Need help in extracting contents of online pdf

NAVEEN MOHANDAS 21 Reputation points
2022-08-08T16:41:54.97+00:00

Hi all ,

    So my task is to scrape contents of an online pdf . I have made some progress and converted the response to stream .  

i am able to write the file when url is "http://www.africau.edu/images/default/sample.pdf"

Dim req As WebRequest=WebRequest.Create("http://www.africau.edu/images/default/sample.pdf")
Dim res As WebResponse=req.GetResponse()
Dim dataStream As Stream=res.GetResponseStream()
Dim reader As New StreamReader(dataStream)
Dim filecontents()As Byte=Encoding.UTF8.GetBytes(reader.ReadToEnd())
File.WriteAllBytes("mypdf.pdf",filecontents)

but i was testing the code for another pdf "https://efile.fara.gov/docs/7070-Exhibit-AB-20220113-1.pdf" as well and this pdf is saying file corrupted when i open it . On further analysis found that this pdf has written with FlateDecode.
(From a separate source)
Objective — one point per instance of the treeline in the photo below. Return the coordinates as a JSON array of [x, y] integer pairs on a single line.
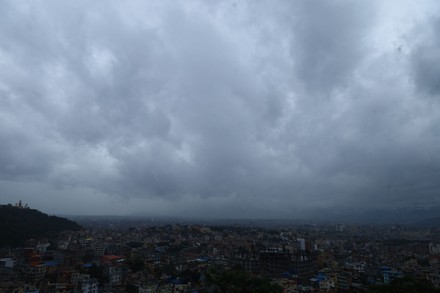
[[20, 224]]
So i tried using DeflateStream class but still no luck.
Dim buffer As New StringBuilder()
Dim req As WebRequest=WebRequest.Create("https://efile.fara.gov/docs/7070-Exhibit-AB-20220113-1.pdf")
Dim res As WebResponse=req.GetResponse()
Dim dataStream As Stream=res.GetResponseStream()
Dim compressStream As DeflateStream=New DeflateStream(dataStream,CompressionMode.Decompress)
Dim reader As New StreamReader(compressStream)
Console.WriteLine(reader.ReadToEnd())
Dim filecontents()As Byte=Encoding.ASCII.GetBytes(reader.ReadToEnd())
File.WriteAllBytes("mydocument.pdf",filecontents)

Exception
08/08/2022 12:34:49 => [Debug] Execution started for file: Main
08/08/2022 12:34:51 => [Info] pdfpagecount execution started
08/08/2022 12:34:59 => [Error] Invoke code: Exception has been thrown by the target of an invocation.
08/08/2022 12:34:59 => [Info] pdfpagecount execution ended in: 00:00:07
08/08/2022 12:34:59 => [Error] RemoteException wrapping System.Reflection.TargetInvocationException: Exception has been thrown by the target of an invocation. ---> RemoteException wrapping System.IO.InvalidDataException: Found invalid data while decoding.
at System.IO.Compression.Inflater.DecodeDynamicBlockHeader()
at System.IO.Compression.Inflater.Decode()
at System.IO.Compression.Inflater.Inflate(Byte[] bytes, Int32 offset, Int32 length)
at System.IO.Compression.DeflateStream.Read(Byte[] array, Int32 offset, Int32 count)
at System.IO.StreamReader.ReadBuffer()
at System.IO.StreamReader.ReadToEnd()
at UiPathCodeRunner_32007da9d8904936b77f16cd351da8de.Run()
--- End of inner exception stack trace ---
at System.RuntimeMethodHandle.InvokeMethod(Object target, Object[] arguments, Signature sig, Boolean constructor)
at System.Reflection.RuntimeMethodInfo.UnsafeInvokeInternal(Object obj, Object[] parameters, Object[] arguments)
at System.Reflection.RuntimeMethodInfo.Invoke(Object obj, BindingFlags invokeAttr, Binder binder, Object[] parameters, CultureInfo culture)
at System.RuntimeType.InvokeMember(String name, BindingFlags bindingFlags, Binder binder, Object target, Object[] providedArgs, ParameterModifier[] modifiers, CultureInfo culture, String[] namedParams)
at UiPath.Activities.System.Utilities.InvokeCode.CompilerRunner.Run(Object[] args)
at UiPath.Activities.System.Utilities.InvokeCode.NetCodeInvoker.Run(String userCode, List1 inArgs, IEnumerable1 imps, Object[] args)
at UiPath.Core.Activities.InvokeCode.Execute(CodeActivityContext context)
at System.Activities.CodeActivity.InternalExecute(ActivityInstance instance, ActivityExecutor executor, BookmarkManager bookmarkManager)
at System.Activities.ActivityInstance.Execute(ActivityExecutor executor, BookmarkManager bookmarkManager)
at System.Activities.Runtime.ActivityExecutor.ExecuteActivityWorkItem.ExecuteBody(ActivityExecutor executor, BookmarkManager bookmarkManager, Location resultLocation)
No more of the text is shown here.